Roller coaster at Hersheypark

Laff Trakk is an indoor spinning steel roller coaster at Hersheypark in Hershey, Pennsylvania. The roller coaster was designed by Maurer AG while the indoor theming was designed by Raven Sun Creative. Laff Trakk is Hersheypark's 12th oldest operating roller coaster and is located in the Midway America section of the park, adjacent to the Merry-Derry-Dip attraction. The site of the coaster is on the former location of Granny Bugs, Miniature Train, and Pony Parade, three kinds of kiddie rides. The coaster is considered a "glow coaster" because of the interior theming of the ride which appears to glow in the dark. The ride track is black-blue as is its support, with the ride vehicles being violet. The theming also recalls past funhouses that were in Hersheypark between 1930 and 1972. Laff Trakk opened to the general public on May 23, 2015.

==History==
On July 15, 2014, the first hint of Hersheypark's 2015 attraction was released. Each clue would consist of a riddle, relating to the theme of the attraction. The clues were released every Tuesday for four weeks until Laff Trakk was officially announced on August 12, 2014. with the official name announced, an animated on-ride POV, photo-ops referencing the ride theme, and meet-and-greet characters seen in the clues including a fortune teller and Laffing Sal. The ride reaches an approximate height of 50 ft (15 m) and consists of 1,400 ft (430 m) of track. The ride vehicle consists of four seats, back-to-back, that will begin to freely-spin 360° during the ride. The spinning of the ride vehicle depends on weight distribution throughout the car. The ride vehicle features decals including the Hersheypark Logo, the Laff Trakk logo, and multiple playing cards featuring Laffing Sal.
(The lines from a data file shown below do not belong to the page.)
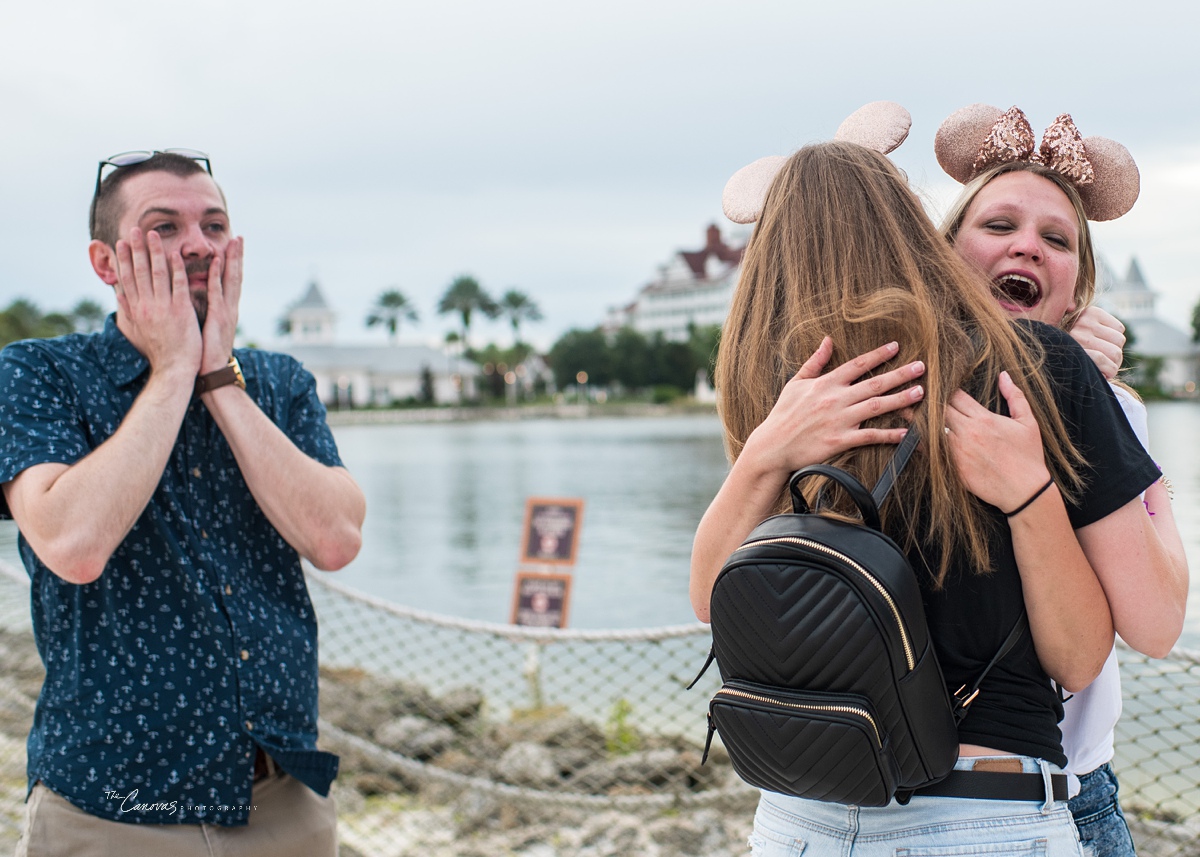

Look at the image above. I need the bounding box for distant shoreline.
[329,401,716,426]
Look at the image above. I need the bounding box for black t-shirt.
[910,323,1159,766]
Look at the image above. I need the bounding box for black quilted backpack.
[692,430,1027,807]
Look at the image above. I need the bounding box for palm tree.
[438,274,500,347]
[367,289,418,343]
[500,288,541,343]
[71,298,108,334]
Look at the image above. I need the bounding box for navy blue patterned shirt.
[0,316,341,825]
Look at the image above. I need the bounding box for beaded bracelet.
[1004,477,1054,517]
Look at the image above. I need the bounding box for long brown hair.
[716,142,1082,586]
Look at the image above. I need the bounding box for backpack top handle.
[787,426,920,529]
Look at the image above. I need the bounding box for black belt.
[913,771,1067,801]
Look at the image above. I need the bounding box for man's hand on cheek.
[200,238,244,374]
[114,228,200,376]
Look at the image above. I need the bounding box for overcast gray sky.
[0,0,1200,346]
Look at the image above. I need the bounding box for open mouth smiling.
[991,274,1042,310]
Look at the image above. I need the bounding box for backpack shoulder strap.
[871,426,920,509]
[954,610,1030,724]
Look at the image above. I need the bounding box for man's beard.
[184,257,212,330]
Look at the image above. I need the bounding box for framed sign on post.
[521,497,583,565]
[511,571,571,628]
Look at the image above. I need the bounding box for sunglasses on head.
[92,149,212,197]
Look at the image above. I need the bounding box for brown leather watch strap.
[193,356,246,396]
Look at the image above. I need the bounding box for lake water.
[0,402,1200,648]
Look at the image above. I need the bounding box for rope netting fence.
[0,564,1200,856]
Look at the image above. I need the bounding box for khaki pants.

On December 19, 2018, Laff Trakk, The Whip and Music Express were shut down after police confirmed that tear gas from their training drills infiltrated some of Hersheypark's areas. The park received complaints of coughing and sore throat localized to Midway America.

On August 15, 2025, Hersheypark announced the ride would be temporarily rethemed for the Halloween season, from September 12 to November 2, as the "Shaq-A-Licious Laff Trakk", following a tie-in promotion with the titular candy, owned by and bearing the resemblance of former NBA star Shaquille O'Neal. The ride is expected to revert to the original model following the end of the park's 2025 season. Unlike many Halloween theme park remodels that emphasize horror aspects due to the nature of the holiday, this one was intended from the start to attain a family audience, instead emphasizing, besides the candy promotion, the neon colors, upbeat music and bright lights, all typically unused for Halloween remodels, that were used for the Laff Trakk remodel.